Rob's personal story
Thursday, October 22, 2015
One in Three Campaign

When I first met my wife I was lacking in self –esteem, although I don’t think I even knew what that meant all those years ago. I had been out of a long term relationship for about a year but don’t think I was really ready for another one.

Sally was very intense. She had a lot of fun, liked to party. We had amazing sex and when I was with her I felt really alive. She paid me compliments all the time and it just felt good to be with her. Sure she had a ‘hot temper’ but she was just ‘passionate’ wasn’t she.

Her interests seemed to match mine. We both loved travel, planned to emigrate and enjoyed scuba diving. I was so much ‘in love’ with her that I failed to notice how unusual her family background was, with many fractured relationships over seeming trivial matters. I also did not notice how unusual it was that she asked me to marry her after only six months together.

She was very jealous of the time I spent with my friends – justifying the behaviour by saying that they were all womanisers and she couldn’t trust me when out with them. (This was true of some of my friends but by no means all of them). I told myself she just didn’t want to lose me and would try to reassure her.

There were some warning signs before we got married such as the time she yelled in my ear repeatedly when I was driving. I put it down to stress. It was only after we got married that she truly revealed what she was capable of.

After we were married about 6 months my mother forgot her birthday.
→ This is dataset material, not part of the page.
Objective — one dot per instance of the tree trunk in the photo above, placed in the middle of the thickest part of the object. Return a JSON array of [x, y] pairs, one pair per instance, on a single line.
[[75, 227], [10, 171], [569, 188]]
I was unhappy with this too but somehow I became ‘responsible’. There was an argument (well less of an argument than her abusing me – but I called it an argument back then) which culminated in her throwing a wine glass at me. It shattered and shards lodged in my leg. I looked at my blood soaked training shoe and she was still yelling. To my shame I lashed out and kicked her. The only time I ever retaliated.
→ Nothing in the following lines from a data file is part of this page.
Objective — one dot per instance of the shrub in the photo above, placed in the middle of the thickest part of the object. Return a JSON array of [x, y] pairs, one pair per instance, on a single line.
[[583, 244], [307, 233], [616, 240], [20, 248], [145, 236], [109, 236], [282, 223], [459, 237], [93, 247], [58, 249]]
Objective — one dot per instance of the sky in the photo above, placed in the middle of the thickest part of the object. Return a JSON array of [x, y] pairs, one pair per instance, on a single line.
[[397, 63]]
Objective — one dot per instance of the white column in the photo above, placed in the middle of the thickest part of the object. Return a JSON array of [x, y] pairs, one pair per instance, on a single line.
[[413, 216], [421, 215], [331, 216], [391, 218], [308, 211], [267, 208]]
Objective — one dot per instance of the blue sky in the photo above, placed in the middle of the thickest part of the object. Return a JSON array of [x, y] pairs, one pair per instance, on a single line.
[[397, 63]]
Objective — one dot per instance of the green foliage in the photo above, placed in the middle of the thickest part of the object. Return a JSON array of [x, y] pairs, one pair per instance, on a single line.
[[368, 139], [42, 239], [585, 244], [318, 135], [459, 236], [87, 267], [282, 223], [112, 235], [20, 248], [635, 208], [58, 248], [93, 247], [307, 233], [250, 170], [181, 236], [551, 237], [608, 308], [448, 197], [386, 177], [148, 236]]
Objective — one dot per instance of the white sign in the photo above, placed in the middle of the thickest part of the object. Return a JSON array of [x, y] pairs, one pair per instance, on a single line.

This incident was used as a source of great guilt for me over many years. She would say ‘I have shown what I am capable of’ and ‘she knows the type of man I really am’. I thought of divorcing her at this point but after a few days all was forgotten.

Visits from my family were always a source of tension. I always found she was trying to angle for an argument or a reason to berate me later. She seemed to take everything my mum and dad said to her the wrong way. I never spoke against her in front of anyone, always playing the loyal husband but I would raise my concerns in private and she would abuse me in the most disrespectful ways. She made time with my family a misery for me and them. It was always a source of conflict between us. She burned my friends but found it difficult to isolate me from my family.
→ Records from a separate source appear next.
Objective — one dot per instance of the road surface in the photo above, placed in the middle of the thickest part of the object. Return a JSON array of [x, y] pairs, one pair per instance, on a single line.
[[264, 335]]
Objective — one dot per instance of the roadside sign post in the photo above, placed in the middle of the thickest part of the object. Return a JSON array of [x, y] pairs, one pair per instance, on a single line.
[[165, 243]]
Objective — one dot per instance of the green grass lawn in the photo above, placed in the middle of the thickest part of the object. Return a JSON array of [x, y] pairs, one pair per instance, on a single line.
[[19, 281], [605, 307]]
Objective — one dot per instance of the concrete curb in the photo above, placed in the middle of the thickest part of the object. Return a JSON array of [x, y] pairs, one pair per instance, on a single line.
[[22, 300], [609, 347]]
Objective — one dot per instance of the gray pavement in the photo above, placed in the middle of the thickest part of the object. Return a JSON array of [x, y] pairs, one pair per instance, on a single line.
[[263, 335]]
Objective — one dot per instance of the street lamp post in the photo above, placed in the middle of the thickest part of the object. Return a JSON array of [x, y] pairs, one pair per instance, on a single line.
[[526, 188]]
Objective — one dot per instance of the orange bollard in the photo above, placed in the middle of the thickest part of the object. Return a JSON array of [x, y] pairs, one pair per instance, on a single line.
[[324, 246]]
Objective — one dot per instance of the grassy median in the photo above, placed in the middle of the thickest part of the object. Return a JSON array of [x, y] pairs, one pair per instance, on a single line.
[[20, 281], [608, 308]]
We eventually had 3 children over a period of 6 years. Things deteriorated in such an insidious and gradual manner. It was the proverbial frog in the pond. The temperature changing so gradually that I did not know what had happened. I eventually ended up isolated from my family. My time was carefully controlled and I endured emotional abuse on a daily basis. She became an alcoholic and was stood down from her job for drinking on duty. I had a fractured skull from being pushed down steps. Still I told nobody.

I actually did not realise I was in an abusive relationship. I did not think at all. My existence reduced to meeting her needs and being berated daily. Her life consisted of drinking and watching soap operas. Our home stank despite the fact she wasn’t working but she would not let me employ a cleaner.

My salvation came from doing ‘the wrong thing’. Sex had become non-existent as she was normally passed out and was unpleasant anyway. It is not pleasant being sober and having sex with a drunk. I did something very out of character and met a woman on an adult dating website. We became very close friends and eventually I shared some of the things that went on at home. This woman, who had been an abuse victim herself, educated me on what was happening.

I started to understand that I was a victim of domestic violence. I started to understand what had happened to my life. Of course, to the world I am one of those horrible narcissistic male adulterers. To be honest I don’t care. I was faithful to a woman for 15 years who turned me into a pale shadow of the man I was. Who sucked the life out of me like a vampire. The biggest thing I have learned is to judge nobody for what happens in their relationships. You have no idea what goes on behind closed doors.